2. Economic Misconduct vs. Marital Estate
North Dakota recognizes economic fault (dissipation of assets) as a
Ruff-Fischer factor to justify unequal distribution, but prior case law did not
allow increasing the overall marital estate by imputing “potential” income.
The Supreme Court refused to extend economic misconduct principles to create or
inflate assets in the marital pool, reversing the $198,823 inclusion.
3. Evidence & Witness Exclusion
An abuse-of-discretion standard applied to the trial court’s refusal to admit the
husband’s undisclosed insurance agent. The Supreme Court found no preserved
offer of proof and upheld exclusion.
4. Child Custody & Support
The Court affirmed the award of primary residential responsibility to Tami
Van Beek under best-interest factors, including child maturity (factor i) and
domestic violence (factor j). It upheld imputation of in-kind income under
administrative rules for support calculations.
5. Attorney’s Fees
Under N.D.C.C. § 14-09-29(4), fees to the domestic-violence victim are mandatory
absent undue hardship. The Court held the trial court must find whether paying
appeal fees would impose financial hardship and remanded that question.
Impact
- Clarifies that economic fault permits adjusting distribution but cannot fabricate new marital assets by imputing hypothetical income.

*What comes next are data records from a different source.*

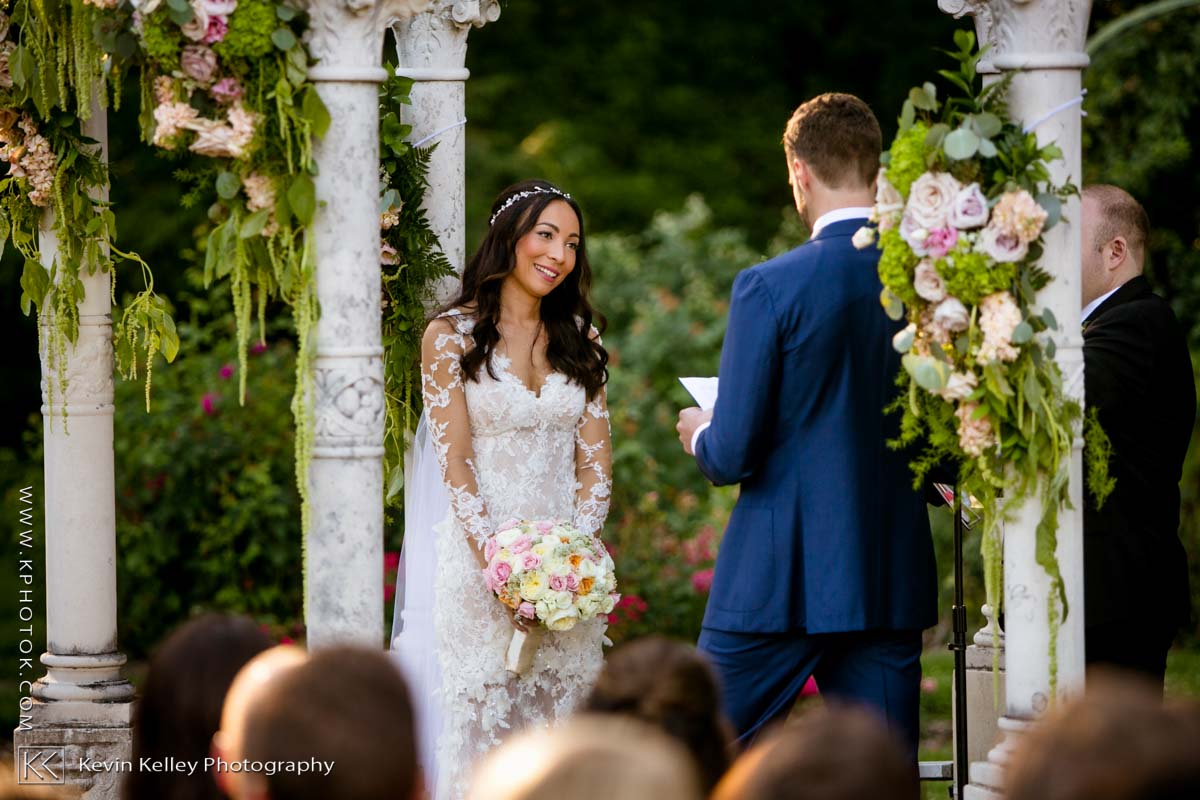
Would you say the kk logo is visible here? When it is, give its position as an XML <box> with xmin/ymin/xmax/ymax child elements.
<box><xmin>17</xmin><ymin>747</ymin><xmax>67</xmax><ymax>783</ymax></box>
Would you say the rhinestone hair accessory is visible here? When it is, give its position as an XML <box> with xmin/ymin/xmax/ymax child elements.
<box><xmin>487</xmin><ymin>186</ymin><xmax>571</xmax><ymax>228</ymax></box>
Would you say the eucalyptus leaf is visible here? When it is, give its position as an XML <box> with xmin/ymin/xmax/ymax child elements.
<box><xmin>271</xmin><ymin>28</ymin><xmax>296</xmax><ymax>50</ymax></box>
<box><xmin>880</xmin><ymin>288</ymin><xmax>904</xmax><ymax>321</ymax></box>
<box><xmin>238</xmin><ymin>209</ymin><xmax>271</xmax><ymax>239</ymax></box>
<box><xmin>288</xmin><ymin>174</ymin><xmax>317</xmax><ymax>225</ymax></box>
<box><xmin>1037</xmin><ymin>192</ymin><xmax>1062</xmax><ymax>230</ymax></box>
<box><xmin>900</xmin><ymin>353</ymin><xmax>950</xmax><ymax>392</ymax></box>
<box><xmin>217</xmin><ymin>170</ymin><xmax>241</xmax><ymax>200</ymax></box>
<box><xmin>1013</xmin><ymin>320</ymin><xmax>1033</xmax><ymax>344</ymax></box>
<box><xmin>942</xmin><ymin>128</ymin><xmax>979</xmax><ymax>161</ymax></box>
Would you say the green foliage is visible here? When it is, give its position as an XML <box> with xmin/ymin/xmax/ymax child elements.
<box><xmin>212</xmin><ymin>0</ymin><xmax>277</xmax><ymax>60</ymax></box>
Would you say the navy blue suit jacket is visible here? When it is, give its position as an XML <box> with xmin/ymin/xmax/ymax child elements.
<box><xmin>696</xmin><ymin>219</ymin><xmax>937</xmax><ymax>633</ymax></box>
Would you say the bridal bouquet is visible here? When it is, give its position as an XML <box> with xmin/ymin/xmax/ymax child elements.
<box><xmin>854</xmin><ymin>31</ymin><xmax>1105</xmax><ymax>690</ymax></box>
<box><xmin>484</xmin><ymin>519</ymin><xmax>620</xmax><ymax>674</ymax></box>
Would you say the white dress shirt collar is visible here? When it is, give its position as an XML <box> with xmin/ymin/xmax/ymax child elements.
<box><xmin>809</xmin><ymin>206</ymin><xmax>872</xmax><ymax>239</ymax></box>
<box><xmin>1079</xmin><ymin>283</ymin><xmax>1124</xmax><ymax>323</ymax></box>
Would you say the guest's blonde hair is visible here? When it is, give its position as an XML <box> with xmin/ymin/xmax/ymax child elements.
<box><xmin>467</xmin><ymin>714</ymin><xmax>703</xmax><ymax>800</ymax></box>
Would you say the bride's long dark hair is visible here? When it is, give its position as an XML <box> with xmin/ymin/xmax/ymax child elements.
<box><xmin>446</xmin><ymin>180</ymin><xmax>608</xmax><ymax>399</ymax></box>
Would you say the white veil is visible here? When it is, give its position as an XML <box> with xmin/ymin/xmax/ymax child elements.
<box><xmin>391</xmin><ymin>414</ymin><xmax>450</xmax><ymax>798</ymax></box>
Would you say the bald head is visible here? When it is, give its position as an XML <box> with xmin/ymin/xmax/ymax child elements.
<box><xmin>1081</xmin><ymin>184</ymin><xmax>1150</xmax><ymax>306</ymax></box>
<box><xmin>212</xmin><ymin>644</ymin><xmax>307</xmax><ymax>798</ymax></box>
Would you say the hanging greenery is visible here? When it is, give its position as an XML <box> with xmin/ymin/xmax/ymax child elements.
<box><xmin>379</xmin><ymin>76</ymin><xmax>454</xmax><ymax>506</ymax></box>
<box><xmin>0</xmin><ymin>0</ymin><xmax>179</xmax><ymax>419</ymax></box>
<box><xmin>854</xmin><ymin>31</ymin><xmax>1112</xmax><ymax>691</ymax></box>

- Reinforces strict preservation requirements (offer of proof) for excluding witnesses.
- Affirms application of the domestic violence presumption and mandatory fee awards for victims, extending to appellate proceedings.
- Confirms inclusion of in-kind benefits in child support calculations under North Dakota rules.

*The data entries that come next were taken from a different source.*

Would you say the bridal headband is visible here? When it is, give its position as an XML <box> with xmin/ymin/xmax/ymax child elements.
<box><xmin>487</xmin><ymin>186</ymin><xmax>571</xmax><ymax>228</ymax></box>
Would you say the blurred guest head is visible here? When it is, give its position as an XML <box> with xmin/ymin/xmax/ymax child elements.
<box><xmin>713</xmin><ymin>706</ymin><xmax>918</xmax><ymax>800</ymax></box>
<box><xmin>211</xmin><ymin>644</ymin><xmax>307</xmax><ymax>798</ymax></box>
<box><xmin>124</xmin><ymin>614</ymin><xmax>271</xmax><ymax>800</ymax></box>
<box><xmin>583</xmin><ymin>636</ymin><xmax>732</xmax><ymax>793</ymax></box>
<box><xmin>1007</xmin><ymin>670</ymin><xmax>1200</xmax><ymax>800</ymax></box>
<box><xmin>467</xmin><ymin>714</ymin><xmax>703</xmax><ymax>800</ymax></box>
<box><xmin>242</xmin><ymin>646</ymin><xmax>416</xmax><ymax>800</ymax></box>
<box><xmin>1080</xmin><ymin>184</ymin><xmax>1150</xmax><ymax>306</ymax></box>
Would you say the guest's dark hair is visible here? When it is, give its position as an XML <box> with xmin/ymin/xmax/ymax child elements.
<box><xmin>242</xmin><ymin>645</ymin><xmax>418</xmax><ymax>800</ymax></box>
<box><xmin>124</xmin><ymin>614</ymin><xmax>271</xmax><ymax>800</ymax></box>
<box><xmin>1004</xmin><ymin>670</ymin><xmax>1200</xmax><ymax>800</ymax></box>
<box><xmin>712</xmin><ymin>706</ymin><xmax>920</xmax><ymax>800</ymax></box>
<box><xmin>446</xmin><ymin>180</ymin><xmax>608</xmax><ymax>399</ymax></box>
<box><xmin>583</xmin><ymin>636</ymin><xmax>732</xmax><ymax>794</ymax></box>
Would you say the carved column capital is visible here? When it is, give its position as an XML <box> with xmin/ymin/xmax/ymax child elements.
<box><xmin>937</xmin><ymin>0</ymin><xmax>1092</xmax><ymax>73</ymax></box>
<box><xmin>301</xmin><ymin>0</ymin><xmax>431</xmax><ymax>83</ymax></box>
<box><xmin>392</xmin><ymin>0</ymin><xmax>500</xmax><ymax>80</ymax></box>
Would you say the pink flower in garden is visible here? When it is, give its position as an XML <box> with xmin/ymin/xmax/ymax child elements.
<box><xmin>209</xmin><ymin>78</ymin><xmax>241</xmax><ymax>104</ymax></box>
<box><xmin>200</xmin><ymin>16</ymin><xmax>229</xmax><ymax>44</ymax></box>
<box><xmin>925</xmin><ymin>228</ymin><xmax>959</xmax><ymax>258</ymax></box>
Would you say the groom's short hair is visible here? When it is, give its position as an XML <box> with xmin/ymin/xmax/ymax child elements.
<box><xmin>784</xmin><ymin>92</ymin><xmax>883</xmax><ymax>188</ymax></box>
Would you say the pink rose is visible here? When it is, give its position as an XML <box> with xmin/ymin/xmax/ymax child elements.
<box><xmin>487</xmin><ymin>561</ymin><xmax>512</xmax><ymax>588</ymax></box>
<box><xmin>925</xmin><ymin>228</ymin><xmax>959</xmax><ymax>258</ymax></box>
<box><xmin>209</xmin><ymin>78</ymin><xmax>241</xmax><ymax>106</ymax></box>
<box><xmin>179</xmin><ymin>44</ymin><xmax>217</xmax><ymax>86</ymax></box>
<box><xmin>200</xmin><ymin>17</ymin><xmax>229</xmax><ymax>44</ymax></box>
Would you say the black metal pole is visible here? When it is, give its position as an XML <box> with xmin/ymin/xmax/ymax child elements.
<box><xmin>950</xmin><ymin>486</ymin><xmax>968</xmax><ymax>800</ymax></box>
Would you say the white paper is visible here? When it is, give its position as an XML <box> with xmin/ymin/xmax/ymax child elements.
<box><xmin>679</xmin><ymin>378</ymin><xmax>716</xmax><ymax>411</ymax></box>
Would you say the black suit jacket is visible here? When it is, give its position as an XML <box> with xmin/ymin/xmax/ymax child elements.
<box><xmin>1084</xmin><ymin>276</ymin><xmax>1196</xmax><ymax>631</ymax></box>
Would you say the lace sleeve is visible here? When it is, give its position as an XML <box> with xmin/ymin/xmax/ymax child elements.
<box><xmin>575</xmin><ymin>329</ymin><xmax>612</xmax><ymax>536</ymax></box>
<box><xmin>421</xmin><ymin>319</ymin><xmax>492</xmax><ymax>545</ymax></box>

- Gives guidance on best practices for trial courts: specify hardship findings when awarding fees and carefully distinguish asset distribution from asset creation.
Complex Concepts Simplified
- Clearly Erroneous Standard – Appellate courts defer to trial courts’ factual findings unless no evidence supports them or they rest on legal error.
- Ruff-Fischer Factors – A non-formulaic list of criteria (age, income capacity, health, conduct, etc.) guiding equitable property division.
- Economic Misconduct/Dissipation – When a spouse wastes or improperly transfers marital assets, the court can charge that spouse’s share without enlarging the marital pool.
- In-Kind Income – Non-cash benefits (debt forgiveness, free housing, personal labor credits) count as gross income for child support.
- Domestic Violence Presumption – One serious or a pattern of domestic violence triggers a rebuttable presumption against awarding custody to the perpetrator.
- Offer of Proof – A formal trial objection procedure requiring the party to explain what excluded testimony would show, preserving the issue for appeal.
Conclusion
Van Beek v. Van Beek refines North Dakota family law by holding that economic fault cannot be used to create or inflate the marital estate—only to adjust its distribution—and by reaffirming trial courts’ wide discretion in valuations, custody decisions, and fee awards. It underscores the importance of proper trial procedure (disclosure, offers of proof, hardship findings) and ensures that parties cannot monetize unearned potential income in divorce. This decision will guide future cases on equitable division, child support, and the interplay of misconduct with marital asset accounting.